But his final point may be the most important one -- at least rhetorically. While right-wing Christians often like to cast themselves as "unconditional" supporters of Israel, in contrast to their wishy-wash liberal peers, this is hardly the case. Just like the liberals, they have a particular vision of what they want Israel to do. And when Israel doesn't adopt positions consistent with those policies, they tend to lash out:
How will the Christian right feel if Israel does, in fact, make compromises for the sake of peace by “betraying” its biblical birthright? Some pro-Israel evangelical leaders already blame Jewish stiff-neckedness for the phenomenon of anti-Semitism.

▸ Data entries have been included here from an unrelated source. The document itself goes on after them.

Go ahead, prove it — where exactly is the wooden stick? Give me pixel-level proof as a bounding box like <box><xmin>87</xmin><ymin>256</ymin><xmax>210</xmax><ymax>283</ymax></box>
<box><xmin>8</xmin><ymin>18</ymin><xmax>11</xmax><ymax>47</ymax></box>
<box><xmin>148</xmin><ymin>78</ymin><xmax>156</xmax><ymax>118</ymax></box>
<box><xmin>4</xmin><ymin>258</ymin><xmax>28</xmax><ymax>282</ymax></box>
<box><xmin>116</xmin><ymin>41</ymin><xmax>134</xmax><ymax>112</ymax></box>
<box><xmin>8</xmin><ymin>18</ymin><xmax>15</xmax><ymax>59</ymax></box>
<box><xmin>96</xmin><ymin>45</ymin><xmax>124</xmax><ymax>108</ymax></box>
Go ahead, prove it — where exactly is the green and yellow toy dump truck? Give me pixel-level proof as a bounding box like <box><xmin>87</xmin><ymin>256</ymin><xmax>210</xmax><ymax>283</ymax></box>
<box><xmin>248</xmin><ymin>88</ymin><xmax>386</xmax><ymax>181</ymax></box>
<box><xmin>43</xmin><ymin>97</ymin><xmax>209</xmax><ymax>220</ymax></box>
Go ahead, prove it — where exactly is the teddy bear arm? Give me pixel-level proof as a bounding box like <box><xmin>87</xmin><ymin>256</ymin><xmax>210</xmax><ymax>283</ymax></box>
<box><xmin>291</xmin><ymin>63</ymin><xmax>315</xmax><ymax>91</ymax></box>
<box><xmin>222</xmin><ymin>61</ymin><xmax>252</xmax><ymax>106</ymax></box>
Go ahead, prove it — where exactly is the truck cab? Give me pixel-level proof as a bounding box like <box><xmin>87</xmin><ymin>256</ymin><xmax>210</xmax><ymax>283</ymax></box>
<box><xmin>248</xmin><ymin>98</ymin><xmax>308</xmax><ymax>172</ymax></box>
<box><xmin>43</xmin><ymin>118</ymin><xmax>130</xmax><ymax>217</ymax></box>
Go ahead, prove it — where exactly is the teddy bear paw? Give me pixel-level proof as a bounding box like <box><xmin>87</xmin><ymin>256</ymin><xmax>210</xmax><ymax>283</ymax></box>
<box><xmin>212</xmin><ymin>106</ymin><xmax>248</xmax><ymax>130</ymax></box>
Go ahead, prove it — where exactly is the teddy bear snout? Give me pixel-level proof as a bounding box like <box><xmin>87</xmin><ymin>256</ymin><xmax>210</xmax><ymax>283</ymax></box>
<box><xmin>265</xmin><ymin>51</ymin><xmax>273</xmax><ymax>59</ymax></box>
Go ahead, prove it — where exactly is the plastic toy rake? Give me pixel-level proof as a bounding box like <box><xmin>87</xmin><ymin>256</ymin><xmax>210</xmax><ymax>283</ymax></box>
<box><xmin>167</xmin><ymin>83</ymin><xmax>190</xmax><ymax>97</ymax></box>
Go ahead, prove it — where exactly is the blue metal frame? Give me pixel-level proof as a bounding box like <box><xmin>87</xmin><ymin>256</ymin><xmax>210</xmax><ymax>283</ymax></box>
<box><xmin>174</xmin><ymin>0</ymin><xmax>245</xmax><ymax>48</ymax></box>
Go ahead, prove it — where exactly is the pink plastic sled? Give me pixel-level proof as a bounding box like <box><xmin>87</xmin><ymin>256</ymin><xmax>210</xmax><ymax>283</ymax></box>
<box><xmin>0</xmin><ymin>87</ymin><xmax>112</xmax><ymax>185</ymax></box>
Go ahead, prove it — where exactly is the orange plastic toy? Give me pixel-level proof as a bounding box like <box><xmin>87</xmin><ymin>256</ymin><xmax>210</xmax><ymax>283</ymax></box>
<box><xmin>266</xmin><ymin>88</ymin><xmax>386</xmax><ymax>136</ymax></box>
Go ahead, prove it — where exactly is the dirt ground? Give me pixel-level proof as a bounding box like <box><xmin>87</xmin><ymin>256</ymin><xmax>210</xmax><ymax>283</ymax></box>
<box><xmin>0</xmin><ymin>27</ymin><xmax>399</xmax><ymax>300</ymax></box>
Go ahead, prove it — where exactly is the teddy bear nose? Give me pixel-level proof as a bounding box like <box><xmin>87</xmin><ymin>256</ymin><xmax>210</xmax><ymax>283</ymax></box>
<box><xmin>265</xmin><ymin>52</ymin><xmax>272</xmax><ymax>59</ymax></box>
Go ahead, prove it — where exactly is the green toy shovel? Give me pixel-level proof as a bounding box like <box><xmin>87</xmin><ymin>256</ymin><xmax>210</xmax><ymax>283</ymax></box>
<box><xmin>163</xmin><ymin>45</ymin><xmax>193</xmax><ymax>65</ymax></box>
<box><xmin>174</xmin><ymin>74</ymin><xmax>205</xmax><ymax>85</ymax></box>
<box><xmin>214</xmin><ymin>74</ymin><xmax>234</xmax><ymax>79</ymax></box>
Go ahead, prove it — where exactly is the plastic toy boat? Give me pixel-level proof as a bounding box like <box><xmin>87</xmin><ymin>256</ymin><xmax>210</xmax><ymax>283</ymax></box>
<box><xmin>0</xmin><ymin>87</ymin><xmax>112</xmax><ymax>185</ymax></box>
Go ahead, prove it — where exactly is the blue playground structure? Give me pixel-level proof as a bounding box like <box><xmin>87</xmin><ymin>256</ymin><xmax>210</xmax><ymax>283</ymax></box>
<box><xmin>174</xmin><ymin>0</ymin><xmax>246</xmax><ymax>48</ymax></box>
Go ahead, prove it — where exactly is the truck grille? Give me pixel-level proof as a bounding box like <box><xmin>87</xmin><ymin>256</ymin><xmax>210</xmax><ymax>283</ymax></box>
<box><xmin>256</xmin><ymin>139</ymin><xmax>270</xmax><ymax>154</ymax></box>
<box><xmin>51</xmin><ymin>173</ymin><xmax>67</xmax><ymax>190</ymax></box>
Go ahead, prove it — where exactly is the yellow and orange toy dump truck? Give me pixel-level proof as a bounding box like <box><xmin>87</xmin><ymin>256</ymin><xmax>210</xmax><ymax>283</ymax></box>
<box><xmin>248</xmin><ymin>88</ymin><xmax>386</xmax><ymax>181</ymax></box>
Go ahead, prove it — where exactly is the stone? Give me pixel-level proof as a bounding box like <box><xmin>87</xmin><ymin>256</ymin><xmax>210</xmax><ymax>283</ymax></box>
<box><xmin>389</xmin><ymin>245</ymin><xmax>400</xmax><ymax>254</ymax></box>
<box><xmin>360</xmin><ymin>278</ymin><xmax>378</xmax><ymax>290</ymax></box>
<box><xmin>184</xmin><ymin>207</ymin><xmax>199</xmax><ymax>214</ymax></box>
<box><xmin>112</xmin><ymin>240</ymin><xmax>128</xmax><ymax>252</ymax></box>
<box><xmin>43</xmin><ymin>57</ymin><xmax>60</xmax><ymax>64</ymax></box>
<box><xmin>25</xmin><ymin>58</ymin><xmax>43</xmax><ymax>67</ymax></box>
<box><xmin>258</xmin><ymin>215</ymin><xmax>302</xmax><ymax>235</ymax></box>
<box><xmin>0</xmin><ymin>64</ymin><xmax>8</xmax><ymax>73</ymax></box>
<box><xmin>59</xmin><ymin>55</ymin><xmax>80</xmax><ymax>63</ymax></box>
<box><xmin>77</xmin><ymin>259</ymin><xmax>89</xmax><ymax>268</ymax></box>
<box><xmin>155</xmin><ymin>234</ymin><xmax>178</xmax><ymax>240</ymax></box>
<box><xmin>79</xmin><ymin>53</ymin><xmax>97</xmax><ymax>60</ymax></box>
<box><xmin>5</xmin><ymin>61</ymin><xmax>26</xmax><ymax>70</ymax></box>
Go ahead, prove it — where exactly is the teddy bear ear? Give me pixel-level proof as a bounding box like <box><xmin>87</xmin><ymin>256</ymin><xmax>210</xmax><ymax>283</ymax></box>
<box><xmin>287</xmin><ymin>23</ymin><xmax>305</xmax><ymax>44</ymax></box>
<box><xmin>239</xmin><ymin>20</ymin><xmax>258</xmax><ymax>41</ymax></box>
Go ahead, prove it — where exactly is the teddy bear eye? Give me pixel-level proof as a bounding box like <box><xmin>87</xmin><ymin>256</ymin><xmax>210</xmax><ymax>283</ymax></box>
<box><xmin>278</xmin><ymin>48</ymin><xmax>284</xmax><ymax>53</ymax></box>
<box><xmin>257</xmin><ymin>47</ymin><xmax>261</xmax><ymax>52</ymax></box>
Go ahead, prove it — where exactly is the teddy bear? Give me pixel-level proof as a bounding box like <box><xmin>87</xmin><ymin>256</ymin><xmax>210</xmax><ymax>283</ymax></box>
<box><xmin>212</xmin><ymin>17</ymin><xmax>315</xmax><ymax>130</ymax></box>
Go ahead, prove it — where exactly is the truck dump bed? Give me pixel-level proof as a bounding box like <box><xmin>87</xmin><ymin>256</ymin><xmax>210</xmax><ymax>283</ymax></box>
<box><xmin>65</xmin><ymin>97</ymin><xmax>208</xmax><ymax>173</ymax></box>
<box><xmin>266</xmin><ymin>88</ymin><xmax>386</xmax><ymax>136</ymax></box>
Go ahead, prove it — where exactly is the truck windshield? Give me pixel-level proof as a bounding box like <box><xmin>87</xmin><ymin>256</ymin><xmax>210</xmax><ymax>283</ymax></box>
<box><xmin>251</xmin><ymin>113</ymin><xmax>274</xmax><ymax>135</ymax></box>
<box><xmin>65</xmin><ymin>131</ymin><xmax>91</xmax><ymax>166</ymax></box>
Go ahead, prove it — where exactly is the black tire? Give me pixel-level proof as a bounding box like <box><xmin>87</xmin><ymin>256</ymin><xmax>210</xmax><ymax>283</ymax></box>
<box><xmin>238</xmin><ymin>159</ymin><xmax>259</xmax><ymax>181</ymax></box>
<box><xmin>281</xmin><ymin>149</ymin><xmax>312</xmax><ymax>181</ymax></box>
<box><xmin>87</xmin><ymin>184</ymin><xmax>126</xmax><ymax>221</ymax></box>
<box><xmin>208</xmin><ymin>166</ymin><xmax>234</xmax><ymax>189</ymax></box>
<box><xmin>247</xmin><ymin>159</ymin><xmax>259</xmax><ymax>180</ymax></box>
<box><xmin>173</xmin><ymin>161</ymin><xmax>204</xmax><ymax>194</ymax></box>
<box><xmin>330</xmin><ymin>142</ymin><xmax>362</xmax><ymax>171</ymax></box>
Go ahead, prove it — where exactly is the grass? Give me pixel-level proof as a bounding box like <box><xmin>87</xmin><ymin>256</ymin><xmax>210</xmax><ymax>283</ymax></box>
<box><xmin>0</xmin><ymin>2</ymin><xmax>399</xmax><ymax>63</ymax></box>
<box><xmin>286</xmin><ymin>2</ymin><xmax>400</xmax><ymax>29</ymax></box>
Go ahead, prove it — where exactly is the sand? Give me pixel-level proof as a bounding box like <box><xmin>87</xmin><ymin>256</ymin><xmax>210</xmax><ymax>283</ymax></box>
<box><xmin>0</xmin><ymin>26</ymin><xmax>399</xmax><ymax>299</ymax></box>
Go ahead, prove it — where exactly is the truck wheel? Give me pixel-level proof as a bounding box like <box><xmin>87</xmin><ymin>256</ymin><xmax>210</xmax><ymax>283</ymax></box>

In his book “Jerusalem Countdown,” Hagee writes: “It was the disobedience and rebellion of the Jews, God’s chosen people, to their covenantal responsibility to serve only the one true God, Jehovah, that gave rise to the opposition and persecution that they experienced beginning in Canaan and continuing to this very day.” The Jews’ own rebellion, he writes, “had birthed the seed of anti-Semitism.”
I’ve met evangelical leaders who share an unpleasant tic with Israel’s critics on the far left: They all hold Israel to an impossible standard of moral and political behavior. To much of the Christian right, Israel isn’t a real nation-state facing a series of painful choices. It is, instead, a biblical fantasyland, and an instrument of Christian salvation. In Bachmann’s case, it’s a living test of America’s fealty to God.
There's no need for conjecture on how some religious conservatives will react if Israel "betrays" them -- Pat Robertson famously declared that Ariel Sharon's coma was divine punishment for dividing the land of Israel (by withdrawing from Gaza).
In any event, the point is that both pro-Israel liberals and pro-Israel conservatives have policies they prefer that the state adopt, and ones they oppose the state adopting. Which is fine -- that's sort of the point of having a political ideology. But casting it in terms of unconditional love or support is simply a misrepresentation. Indeed, in a lot of ways, it is the opposite -- conservative support for Israel is not generally predicated on a fundamental commitment to Zionist principles (a Jewish democratic homeland), with policy preferences flowing out of what they honestly believe will best buttress that dream. Rather, support for Israel is instrumental to goals external to the Zionist vision, e.g., "to thwart the global jihad" or "to create conditions for the return of Jesus."